COVID in India - A Perfect Storm?

Confounding Congregate Events and Strains of the Virus Straining Systems to the Breaking Point

Houston Haynes

12 minute read

My Cassandra Syndrome

From the early days of lock down last year I was just as worried for a possible COVID-20 and COVID-21 as the current COVID-19. And when reconnecting with friends and former co-workers, many of whom work in public health and study of infectious diseases, the collective sentiment was largely similar. A close friend and I puzzled over India, as he’s from there and was convinced that it would see an outsized infection rate due to its population density. But we were still puzzled why India’s big wave emerged so recently and so asymmetrically. Part of it is our shared suspicion that there was under-reporting of cases, but we both thought there was more to the story.

Congregate Events

Taking the queue from my entries about contagion spreading due to end-of-year congregate events in Canada and Israel , my friend supposed that the same would happen in India with the advent of the national Kumbh Festival . Even though many of those public events are held outdoors, my friend explained some of the cultural norms had a great deal of close contact over extended periods. So I decided to dive back into the “Our World In Data” repository and line up India’s infection data with the dates of the festival.

I was fully expecting for each date to be followed by a “bump” in case rates similar to what occurred in Canada and Israel. And while it can be influenced by under-reporting it’s hard to see that many events remaining flat. So what could be the reason for such a huge wave of cases? It’s entirely possible that there’s no correlation whatsoever, or that there’s something tangential about the later events that were minor contributors. There are too many unknown unknowns for this to be an aha! moment. But with news of more virulent strains migrating to and gaining a footing in India I thought I’d take a look at genomics records to see if there’s anything else that emerges. So I dug into Nextstrain's data . Even if there weren’t any answers I was hoping it would lead to better questions.

This visualization is structured as a percentage chart where each variant is represented as a percent of total observations for a given month. The tooltip sort order re-shuffles the results to show the most prevalent variants for the month displayed. It’s been interesting to see how sample levels and back-dated sequence reporting has continued to shape the percentages for a given period. April is still “shifting” as May data continue to come in. As usual, correlation does not mean causation - and in systems like this even correlation can be elusive, but it’s certainly enough to justify spending a bit more time with the data.

Higher Level View

Looking at clade data from the same observation set shows a more succinct pattern. While it looks like May has some drop off in the partial month data, April shows a clear take-over of 20I/501Y.V1 (primarily due to B.1.1.7) and 21A (due to B.1.617.2) which are the two variants that are currently causing the most worry around the globe.
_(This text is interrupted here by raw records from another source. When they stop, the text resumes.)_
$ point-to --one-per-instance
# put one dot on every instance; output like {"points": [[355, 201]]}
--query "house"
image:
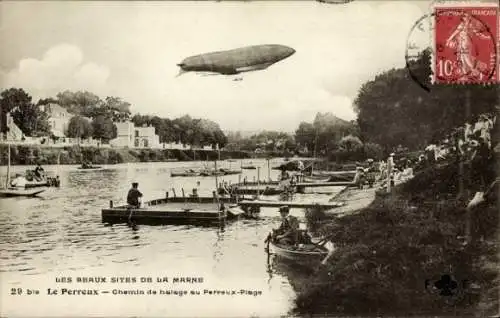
{"points": [[59, 119], [128, 135]]}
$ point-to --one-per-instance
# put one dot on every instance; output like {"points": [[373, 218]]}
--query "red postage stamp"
{"points": [[466, 44]]}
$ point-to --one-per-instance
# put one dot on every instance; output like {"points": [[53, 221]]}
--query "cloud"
{"points": [[62, 67]]}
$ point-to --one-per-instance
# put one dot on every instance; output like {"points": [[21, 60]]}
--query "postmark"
{"points": [[465, 44], [418, 43]]}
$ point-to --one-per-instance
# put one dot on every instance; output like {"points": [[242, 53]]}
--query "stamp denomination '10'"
{"points": [[466, 45]]}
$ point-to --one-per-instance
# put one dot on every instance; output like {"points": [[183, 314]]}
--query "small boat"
{"points": [[303, 253], [315, 179], [249, 167], [20, 192], [230, 172]]}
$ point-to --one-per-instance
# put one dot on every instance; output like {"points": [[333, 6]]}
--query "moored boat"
{"points": [[20, 192], [90, 168]]}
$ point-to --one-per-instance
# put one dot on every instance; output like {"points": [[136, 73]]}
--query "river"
{"points": [[59, 236]]}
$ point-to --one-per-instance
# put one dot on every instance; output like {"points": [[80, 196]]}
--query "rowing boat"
{"points": [[303, 253], [13, 192], [90, 168]]}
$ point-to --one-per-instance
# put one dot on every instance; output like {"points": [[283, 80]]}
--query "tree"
{"points": [[305, 135], [103, 128], [79, 127], [393, 109], [27, 116]]}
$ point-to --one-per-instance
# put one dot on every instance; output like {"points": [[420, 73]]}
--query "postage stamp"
{"points": [[466, 44]]}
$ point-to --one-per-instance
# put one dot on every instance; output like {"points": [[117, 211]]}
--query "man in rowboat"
{"points": [[288, 232]]}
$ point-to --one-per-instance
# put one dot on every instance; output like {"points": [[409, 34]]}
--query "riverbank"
{"points": [[386, 253], [28, 155]]}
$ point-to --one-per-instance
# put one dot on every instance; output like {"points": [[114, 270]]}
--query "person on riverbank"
{"points": [[134, 195], [288, 232]]}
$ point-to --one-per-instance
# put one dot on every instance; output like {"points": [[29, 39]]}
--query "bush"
{"points": [[398, 242]]}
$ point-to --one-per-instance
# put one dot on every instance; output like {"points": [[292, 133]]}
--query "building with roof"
{"points": [[58, 119]]}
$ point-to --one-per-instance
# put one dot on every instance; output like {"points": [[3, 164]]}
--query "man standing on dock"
{"points": [[288, 231], [133, 196]]}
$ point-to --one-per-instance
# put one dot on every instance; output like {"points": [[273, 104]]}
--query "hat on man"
{"points": [[284, 208]]}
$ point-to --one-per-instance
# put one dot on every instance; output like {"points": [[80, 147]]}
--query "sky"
{"points": [[130, 50]]}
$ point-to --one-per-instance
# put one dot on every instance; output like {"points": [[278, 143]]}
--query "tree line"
{"points": [[95, 117]]}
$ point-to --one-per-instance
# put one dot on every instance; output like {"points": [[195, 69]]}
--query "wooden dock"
{"points": [[177, 210], [291, 204]]}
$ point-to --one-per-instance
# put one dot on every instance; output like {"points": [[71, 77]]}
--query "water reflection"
{"points": [[62, 232]]}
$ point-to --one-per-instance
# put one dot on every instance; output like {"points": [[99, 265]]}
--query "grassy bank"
{"points": [[26, 155], [387, 251]]}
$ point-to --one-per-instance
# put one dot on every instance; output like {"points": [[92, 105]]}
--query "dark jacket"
{"points": [[133, 197]]}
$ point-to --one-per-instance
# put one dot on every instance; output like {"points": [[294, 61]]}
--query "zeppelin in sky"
{"points": [[245, 59]]}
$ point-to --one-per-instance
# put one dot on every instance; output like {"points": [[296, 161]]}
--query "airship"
{"points": [[235, 61]]}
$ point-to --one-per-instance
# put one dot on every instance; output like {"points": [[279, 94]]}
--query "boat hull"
{"points": [[9, 193]]}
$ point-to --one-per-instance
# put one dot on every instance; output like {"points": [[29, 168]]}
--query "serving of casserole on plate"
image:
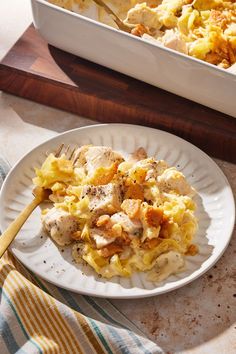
{"points": [[187, 48], [169, 211], [121, 215]]}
Many experts around the globe are watching this very closely, and like variants and clades, so too will the information surrounding them continue to develop.

News From the World

One of the main concerns surround a potential future “COVID-20” and “COVID-21” is the possibility of those variants reducing the effectiveness of vaccines or available therapies. With that, the contagion would continue to spread, and may eventually overtake once-thought-safe populations. And given the information from those that specialize in this area, certain strains of the virus not only seem more contagious, they also are showing some resistance to certain vaccines and demonstrate potential for accelerated spread.

During my time at TherapyEdge a significant portion of the company’s effort was on determining which strains of the AIDS virus were modulating within a given patient, which would impact the cocktail of ARV and related medications that made an individual’s treatment plan. It was like playing whack-a-mole, and if SARS-CoV-2 exhibits similar traits it will be a long time before the healthcare and scientific communities can get in front of it.

Taking Stock

This isn’t the only report I had planned for looking at this data, but given the recent press around Modi's COVID response , and the dramatic effect that had on COVID incident rates, I thought some focus time with the data was warranted. Seeing population-leveled incident rates is heart-wrenching enough, but in absolute terms the situation in truly horrific. This isn’t just a problem for India. It’s a problem for all of us, and while the scientific community has some clarity on this, I’m hopeful that governments and policy-makers will see beyond their borders and their own personal fortunes to do what’s right for the future of our shared world.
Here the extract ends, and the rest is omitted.